El 8 de enero, una turba de simpatizantes de ultraderecha del expresidente Jair Bolsonaro irrumpió en las sedes de las principales instituciones del Estado brasileño, poniendo en evidencia de manera muy cruda las divisiones políticas del país. Durante los dos meses que han pasado desde las elecciones de Brasil de 2022, en las que Bolsonaro perdió ante el actual presidente Luiz Inácio Lula da Silva, los militantes habían estado acampando frente al cuartel general del ejército en Brasilia, clamando por un golpe militar para reinstalar a su ídolo. Esa mañana abandonaron el lugar en una caminata de 8 km que terminó con el saqueo del Congreso nacional, el Tribunal Supremo y el palacio presidencial. Posteriormente, la policía detuvo a unos mil quinientos implicados. El campamento ya ha sido desmantelado, pero el potencial para futuras movilizaciones sigue latente, con protestas aisladas que generaron bloqueos en carreteras de São Paulo y otros tres estados tras los disturbios. Igualmente importante es que, aunque Bolsonaro está en EE. UU., sus aliados permanecen en posiciones de gran poder en todo el país, incluidos estados grandes y con mucha población, el Congreso (donde su Partido Liberal tiene la mayoría de los escaños en ambas cámaras) y las fuerzas armadas. Las autoridades deben darle prioridad a la judicialización de las personas involucradas en el ataque del 8 de enero. Pero el gobierno de Lula también tendrá que encontrar la manera de trabajar con las fuerzas políticas formales que representan al bolsonarismo y calmar el descontento entre sus numerosos seguidores en el ejército y la población en general.

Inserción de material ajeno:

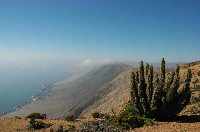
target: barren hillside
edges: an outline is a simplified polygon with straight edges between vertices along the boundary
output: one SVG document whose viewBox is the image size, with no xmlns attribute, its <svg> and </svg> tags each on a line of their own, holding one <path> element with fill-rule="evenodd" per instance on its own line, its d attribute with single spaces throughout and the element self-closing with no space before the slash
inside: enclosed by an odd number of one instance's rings
<svg viewBox="0 0 200 132">
<path fill-rule="evenodd" d="M 192 69 L 192 82 L 199 80 L 195 85 L 200 85 L 200 63 L 181 65 L 181 82 L 183 83 L 188 68 Z M 122 110 L 123 106 L 129 101 L 130 98 L 130 72 L 131 70 L 127 70 L 118 75 L 113 81 L 111 81 L 109 83 L 110 85 L 108 85 L 108 87 L 111 89 L 110 92 L 106 93 L 102 99 L 98 100 L 93 105 L 84 110 L 81 116 L 90 116 L 93 112 L 112 114 L 113 112 L 118 113 L 120 110 Z M 194 83 L 191 85 L 192 99 L 200 97 L 200 89 L 197 86 L 194 87 Z M 183 85 L 180 86 L 180 90 L 182 87 Z"/>
<path fill-rule="evenodd" d="M 67 114 L 79 113 L 98 99 L 102 89 L 118 76 L 129 69 L 124 64 L 108 64 L 96 68 L 72 81 L 57 83 L 52 91 L 38 101 L 25 105 L 9 116 L 25 116 L 32 112 L 46 113 L 49 117 L 63 118 Z"/>
</svg>

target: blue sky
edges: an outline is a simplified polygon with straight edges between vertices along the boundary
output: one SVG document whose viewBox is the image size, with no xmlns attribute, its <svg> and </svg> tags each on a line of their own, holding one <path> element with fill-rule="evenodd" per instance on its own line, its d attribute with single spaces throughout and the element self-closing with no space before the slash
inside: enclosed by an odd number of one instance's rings
<svg viewBox="0 0 200 132">
<path fill-rule="evenodd" d="M 198 0 L 1 0 L 0 59 L 200 59 Z"/>
</svg>

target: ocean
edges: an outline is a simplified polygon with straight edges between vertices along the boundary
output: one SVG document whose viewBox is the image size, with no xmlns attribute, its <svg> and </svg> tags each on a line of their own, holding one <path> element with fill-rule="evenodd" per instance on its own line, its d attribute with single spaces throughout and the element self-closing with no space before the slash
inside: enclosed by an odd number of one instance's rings
<svg viewBox="0 0 200 132">
<path fill-rule="evenodd" d="M 64 67 L 0 67 L 0 113 L 14 111 L 41 94 L 43 89 L 70 76 Z"/>
</svg>

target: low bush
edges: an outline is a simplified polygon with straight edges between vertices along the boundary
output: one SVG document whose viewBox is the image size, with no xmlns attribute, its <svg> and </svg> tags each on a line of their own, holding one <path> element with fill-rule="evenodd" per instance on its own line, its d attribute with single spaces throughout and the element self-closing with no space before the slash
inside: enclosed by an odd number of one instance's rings
<svg viewBox="0 0 200 132">
<path fill-rule="evenodd" d="M 144 125 L 152 125 L 153 119 L 137 116 L 135 109 L 130 103 L 127 104 L 125 109 L 117 116 L 117 124 L 125 129 L 141 127 Z"/>
<path fill-rule="evenodd" d="M 29 129 L 43 129 L 43 128 L 48 128 L 50 127 L 51 124 L 46 124 L 42 121 L 38 121 L 34 118 L 31 118 L 28 124 Z"/>
<path fill-rule="evenodd" d="M 40 114 L 40 113 L 31 113 L 28 115 L 26 118 L 31 118 L 31 119 L 44 119 L 45 117 Z"/>
<path fill-rule="evenodd" d="M 76 118 L 75 118 L 74 115 L 68 115 L 68 116 L 65 117 L 65 120 L 66 120 L 66 121 L 75 121 Z"/>
</svg>

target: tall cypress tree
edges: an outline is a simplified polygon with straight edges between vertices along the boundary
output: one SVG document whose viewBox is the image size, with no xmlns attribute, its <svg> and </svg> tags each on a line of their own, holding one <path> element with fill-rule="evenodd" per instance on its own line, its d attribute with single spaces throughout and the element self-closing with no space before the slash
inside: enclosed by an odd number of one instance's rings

Evocando deliberadamente lo que sucedió en el Capitolio de EE. UU. el 6 de enero de 2021, el premeditado ataque al sistema democrático brasileño fue impactante pero no sorprendente. A lo largo de la campaña electoral de 2022, Bolsonaro, un populista de extrema derecha que llegó al poder en 2018 con la promesa de acabar con la corrupción y restaurar los valores sociales conservadores, intentó desacreditar el sistema de votación y a las autoridades electorales. Muchos interpretaron estos ataques como una señal de que, si su oponente prevalecía, él podría conspirar para bloquear el relevo en el poder. Después de perder por un estrecho margen ante Lula, Bolsonaro al parecer no se inclinó por una maniobra de ese tipo y prácticamente se retiró de la vida pública. Pero no reconoció su derrota y se negó a asistir a la toma de posesión de Lula el 1 de enero. Mientras tanto, sus principales partidarios, galvanizados por la retórica y la red de apoyo en redes sociales de su líder, y radicalizados aún más hacia la derecha por su defensa del flagrante mal manejo de su gobierno de la pandemia del COVID-19, se alinearon a su lado. Han exigido repetidamente que se anule el resultado de las elecciones y que las fuerzas armadas tomen el poder. Sus protestas han expuesto diversos grados de violencia real e implícita: bloqueos de carreteras, marchas, un frustrado atentado con explosivos en el aeropuerto de Brasilia y lo que parecían ser masivos saludos nazis durante una reunión en una próspera región agrícola.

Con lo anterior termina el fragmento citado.